What makes our Aussie farmers so great and unique? And how do we communicate this with the wider population.

So I thought I would look approach it with my city chick hat on.

The language of farmers

For starters, their humour is unique. They don’t mean everything literally.

Picture this … you are new to the bush and have only recently worked out that a pizzle is term used to describe a bull’s boy bits. Then you pull up on the side of the road while your boyfriend talks to his mate who is driving in the other direction.

It’s a quiet road so you just stop in the middle, turn off the engine and talk. They get onto the topic of mustering. Big week of weaning, long days, useless dogs and the bull that gave him a pissling.

A what? Yep ‘a pissling’.

The image was not a pretty one.

But like so many other terms – it was not meant to be taken literally.

Farmers work with nature not against it

We had friends visiting from Brisbane who commented on how slow the pace was at mustering. It was an interesting perspective.

The weather was warmer so the cattle could be picked up at the waters around morning tea. There was little fuss… There didn’t need to be … The musterers knew what they were doing.

Except for the couple of rogue cows who wanted to take their calves away from the mob, the cattle come into the yards well. But because it was not the fast-paced rush they were used to at work they assessed the situation differently.
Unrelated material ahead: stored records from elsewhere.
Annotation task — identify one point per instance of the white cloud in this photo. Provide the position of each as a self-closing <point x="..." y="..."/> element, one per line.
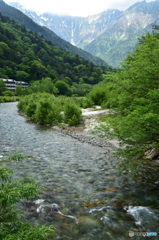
<point x="75" y="8"/>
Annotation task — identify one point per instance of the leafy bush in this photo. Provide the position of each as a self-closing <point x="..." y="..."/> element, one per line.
<point x="47" y="113"/>
<point x="135" y="99"/>
<point x="13" y="224"/>
<point x="97" y="96"/>
<point x="72" y="113"/>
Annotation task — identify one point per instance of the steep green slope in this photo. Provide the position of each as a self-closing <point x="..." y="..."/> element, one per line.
<point x="114" y="44"/>
<point x="20" y="18"/>
<point x="26" y="56"/>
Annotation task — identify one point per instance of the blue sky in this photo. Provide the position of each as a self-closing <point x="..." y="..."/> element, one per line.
<point x="75" y="7"/>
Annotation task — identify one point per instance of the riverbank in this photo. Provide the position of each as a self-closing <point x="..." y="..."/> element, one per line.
<point x="84" y="132"/>
<point x="85" y="198"/>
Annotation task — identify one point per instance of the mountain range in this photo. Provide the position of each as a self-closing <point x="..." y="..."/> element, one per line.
<point x="48" y="34"/>
<point x="109" y="35"/>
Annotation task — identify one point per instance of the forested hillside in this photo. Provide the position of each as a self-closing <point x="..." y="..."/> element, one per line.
<point x="22" y="19"/>
<point x="26" y="56"/>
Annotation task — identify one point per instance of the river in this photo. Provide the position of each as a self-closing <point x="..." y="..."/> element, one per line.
<point x="85" y="198"/>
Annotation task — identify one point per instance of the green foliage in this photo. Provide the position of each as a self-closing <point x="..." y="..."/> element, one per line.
<point x="97" y="96"/>
<point x="25" y="56"/>
<point x="8" y="93"/>
<point x="18" y="90"/>
<point x="63" y="88"/>
<point x="47" y="113"/>
<point x="135" y="99"/>
<point x="2" y="87"/>
<point x="45" y="109"/>
<point x="72" y="113"/>
<point x="13" y="224"/>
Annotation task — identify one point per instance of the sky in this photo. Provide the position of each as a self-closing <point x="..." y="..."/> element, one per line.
<point x="81" y="8"/>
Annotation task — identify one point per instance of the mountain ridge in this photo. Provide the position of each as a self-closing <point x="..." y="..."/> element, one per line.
<point x="22" y="19"/>
<point x="105" y="35"/>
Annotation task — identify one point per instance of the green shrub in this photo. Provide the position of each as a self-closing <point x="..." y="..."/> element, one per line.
<point x="72" y="113"/>
<point x="13" y="224"/>
<point x="47" y="113"/>
<point x="30" y="110"/>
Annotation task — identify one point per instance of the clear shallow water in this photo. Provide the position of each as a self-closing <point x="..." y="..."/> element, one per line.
<point x="84" y="199"/>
Mind you, getting up before daylight the next day to brand was a different story.

They are bloody hard workers

Farming is first and foremost a love job. The sense of achievement and personal satisfaction they get from doing what they do is undeniable. But at times it comes at a cost.

Many a personal sacrifice is made in order to get a job done.

At planting time, machines (and people) can work around the clock to get the seed into the ground while the moisture profile is optimal if it means giving the crop the best chance of germination.

In times of drought the physical demands are often as great as the emotional ones. Graziers feeding stock by hand simply don’t have the option of not showing up for work. They place the welfare of their stock about all else and, although they may be exhausted, they still get on with job.

Farming families have little choice but to go with the flow

During the bushfire season, holidays cannot be planned too far ahead if there is no-one available to keep an eye on the place. Sometimes the planned ones have to be cancelled.

Mother nature is not always kind. But when your livelihood is at stake sacrifices have to be made.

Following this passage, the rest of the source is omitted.